The Centers for Medicare & Medicaid Services has more than doubled the budget for its nursing home staffing campaign to $200 million, up from the original $75 million allocation, with financial incentive administrators to be selected this summer and the program expected to begin distributing funds by July 2026. Individual RNs and LPNs who commit to a three-year placement at a qualifying nursing home can receive up to $40,000 in tuition reimbursement or a $10,000 stipend under the program structure CMS announced.

How the Program Works

CMS will contract with organizations designated as Financial Incentive Administrators (FIAs) — likely state nursing associations, community colleges, and workforce development nonprofits — who will distribute funds to eligible nurses, verify their employment status at qualifying facilities, and coordinate with state agencies to target the highest-need facilities. Applications for FIA designation closed March 27, 2026, with CMS planning to select FIAs no later than summer 2026.

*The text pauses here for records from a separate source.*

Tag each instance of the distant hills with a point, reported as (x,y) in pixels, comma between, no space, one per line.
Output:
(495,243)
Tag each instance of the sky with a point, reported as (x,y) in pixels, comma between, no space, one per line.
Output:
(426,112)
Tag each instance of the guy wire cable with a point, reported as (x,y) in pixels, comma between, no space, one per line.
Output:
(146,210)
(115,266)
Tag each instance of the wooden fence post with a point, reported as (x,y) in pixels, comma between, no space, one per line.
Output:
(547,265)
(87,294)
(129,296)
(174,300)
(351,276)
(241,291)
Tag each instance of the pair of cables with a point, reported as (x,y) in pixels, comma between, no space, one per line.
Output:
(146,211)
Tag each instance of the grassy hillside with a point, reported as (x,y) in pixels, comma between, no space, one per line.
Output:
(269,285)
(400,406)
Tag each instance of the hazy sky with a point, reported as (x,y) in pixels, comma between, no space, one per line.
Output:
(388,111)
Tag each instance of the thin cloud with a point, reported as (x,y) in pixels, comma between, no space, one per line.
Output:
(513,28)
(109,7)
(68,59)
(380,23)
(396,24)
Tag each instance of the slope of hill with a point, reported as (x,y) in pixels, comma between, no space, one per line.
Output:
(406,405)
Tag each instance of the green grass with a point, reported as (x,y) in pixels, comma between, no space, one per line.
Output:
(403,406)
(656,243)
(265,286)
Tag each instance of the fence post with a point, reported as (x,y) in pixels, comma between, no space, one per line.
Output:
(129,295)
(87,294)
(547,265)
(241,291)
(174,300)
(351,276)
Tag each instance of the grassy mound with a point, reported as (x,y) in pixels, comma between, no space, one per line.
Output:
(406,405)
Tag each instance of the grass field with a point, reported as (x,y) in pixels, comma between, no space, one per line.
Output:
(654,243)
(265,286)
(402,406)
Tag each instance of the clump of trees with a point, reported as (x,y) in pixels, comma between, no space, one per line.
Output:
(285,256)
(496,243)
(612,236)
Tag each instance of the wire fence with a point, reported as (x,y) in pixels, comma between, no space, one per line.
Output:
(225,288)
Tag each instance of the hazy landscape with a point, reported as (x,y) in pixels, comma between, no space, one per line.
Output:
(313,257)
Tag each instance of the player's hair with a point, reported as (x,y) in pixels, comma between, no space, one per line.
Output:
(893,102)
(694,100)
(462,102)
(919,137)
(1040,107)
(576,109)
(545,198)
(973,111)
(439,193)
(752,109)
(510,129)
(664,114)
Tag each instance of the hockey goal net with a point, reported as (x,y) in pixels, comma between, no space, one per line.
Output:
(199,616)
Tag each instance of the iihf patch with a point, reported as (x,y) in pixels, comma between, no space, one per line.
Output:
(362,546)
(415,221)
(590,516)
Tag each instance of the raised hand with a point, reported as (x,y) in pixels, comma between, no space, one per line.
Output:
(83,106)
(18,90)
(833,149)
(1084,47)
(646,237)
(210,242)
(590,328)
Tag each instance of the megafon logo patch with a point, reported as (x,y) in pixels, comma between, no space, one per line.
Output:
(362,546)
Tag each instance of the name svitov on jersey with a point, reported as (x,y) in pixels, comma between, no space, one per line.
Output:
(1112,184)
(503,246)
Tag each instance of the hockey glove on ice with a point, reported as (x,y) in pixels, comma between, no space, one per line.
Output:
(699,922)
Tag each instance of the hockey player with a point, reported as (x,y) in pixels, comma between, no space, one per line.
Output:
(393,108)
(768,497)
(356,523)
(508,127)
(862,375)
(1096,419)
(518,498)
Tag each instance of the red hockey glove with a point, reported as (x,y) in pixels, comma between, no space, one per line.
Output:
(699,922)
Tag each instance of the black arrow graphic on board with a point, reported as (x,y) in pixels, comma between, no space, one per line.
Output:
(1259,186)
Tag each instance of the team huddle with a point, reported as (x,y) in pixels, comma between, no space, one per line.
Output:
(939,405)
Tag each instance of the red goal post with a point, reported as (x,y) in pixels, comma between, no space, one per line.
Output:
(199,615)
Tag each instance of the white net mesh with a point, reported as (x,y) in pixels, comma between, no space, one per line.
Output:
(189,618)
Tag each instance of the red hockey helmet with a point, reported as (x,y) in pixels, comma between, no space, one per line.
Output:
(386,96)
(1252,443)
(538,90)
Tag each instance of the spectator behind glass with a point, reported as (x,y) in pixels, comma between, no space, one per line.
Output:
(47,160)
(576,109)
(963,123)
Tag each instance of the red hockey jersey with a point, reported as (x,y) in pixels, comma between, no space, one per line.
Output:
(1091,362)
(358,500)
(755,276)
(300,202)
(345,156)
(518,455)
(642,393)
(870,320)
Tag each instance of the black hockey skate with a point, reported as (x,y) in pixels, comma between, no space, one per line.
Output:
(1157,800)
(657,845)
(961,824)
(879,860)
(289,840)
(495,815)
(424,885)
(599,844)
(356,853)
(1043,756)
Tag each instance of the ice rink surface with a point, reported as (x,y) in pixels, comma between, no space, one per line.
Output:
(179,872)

The incentive structure is tiered by credential:

  • RNs and LPNs: Up to $40,000 in tuition reimbursement or a $10,000 direct stipend for a three-year commitment to a qualifying nursing home
  • CNAs and nurse aides: Training cost coverage and smaller stipends for shorter commitment periods

Qualifying facilities are long-term care and skilled nursing facilities that participate in Medicare or Medicaid and meet CMS criteria for being underserved or having documented staffing shortfalls. Rural and critical-access facilities are prioritized. The program also targets facilities in areas where the nursing home workforce was disproportionately impacted by the COVID-19 pandemic and has not recovered to pre-pandemic staffing levels.

Why $200 Million and Why Now

The budget expansion came shortly after CMS rescinded the Biden-era minimum staffing mandate for nursing homes in February 2026. That rule — which would have required 3.48 hours of total nursing care per resident per day and 24/7 RN coverage — was repealed via an interim final rule that took effect February 2, 2026. Nursing home advocacy groups celebrated the repeal; patient advocates condemned it as a rollback of hard-fought protections.

The $200M staffing campaign appears to be the CMS substitute: rather than mandate staffing levels and enforce them with penalties, the agency is using financial incentives to attract nurses to facilities that have chronically struggled to recruit. The distinction is significant. A mandate sets a floor that all facilities must meet regardless of market conditions. An incentive program moves individuals into positions but does not guarantee that facilities will sustain those staffing levels after the incentive period ends.

Administrator Mehmet Oz announced the expanded budget after engaging all 50 governors to contribute matching funds through state civil monetary penalty accounts — money collected from nursing homes cited for lapses in care. The combined federal-state funding model allows the total investment to exceed what any single federal appropriation could support, though actual state participation levels have not been publicly confirmed.

What This Means for LTC Nurses

For nurses considering long-term care, the $40,000 tuition reimbursement figure is the headline number — but the mechanics matter. Tuition reimbursement for RNs going back to school for BSN completion or specialty certification works differently than a front-loaded sign-on bonus. The funds flow through the FIA, not directly from CMS, and are contingent on verified employment at a qualifying facility for the duration of the commitment period.

The $10,000 stipend option is a direct-payment alternative for nurses who don't have active tuition costs. At $3,333/year over three years, it adds roughly $1.60/hr to effective compensation for a nurse working standard 36-hour-week LTC schedules — meaningful but not transformative as a standalone financial incentive for nurses weighing LTC against hospital alternatives that are currently paying $40–$55/hr for bedside staff in most major markets.

The program's real value may be in what it signals to nurses who have avoided LTC specifically because of the historically poor wage trajectory and lower professional status relative to acute care settings. CMS investing $200M in an explicit recruitment campaign directed at long-term care is the most visible federal acknowledgment since the staffing mandate's repeal that nursing home workforce conditions remain a structural problem requiring targeted intervention.

Long-term care nurses interested in the program should watch for announcements from their state nursing associations and state health departments about which FIAs are selected for their region. CMS plans to make FIA contacts publicly available through the Nursing Home Staffing Campaign page on CMS.gov once selections are finalized.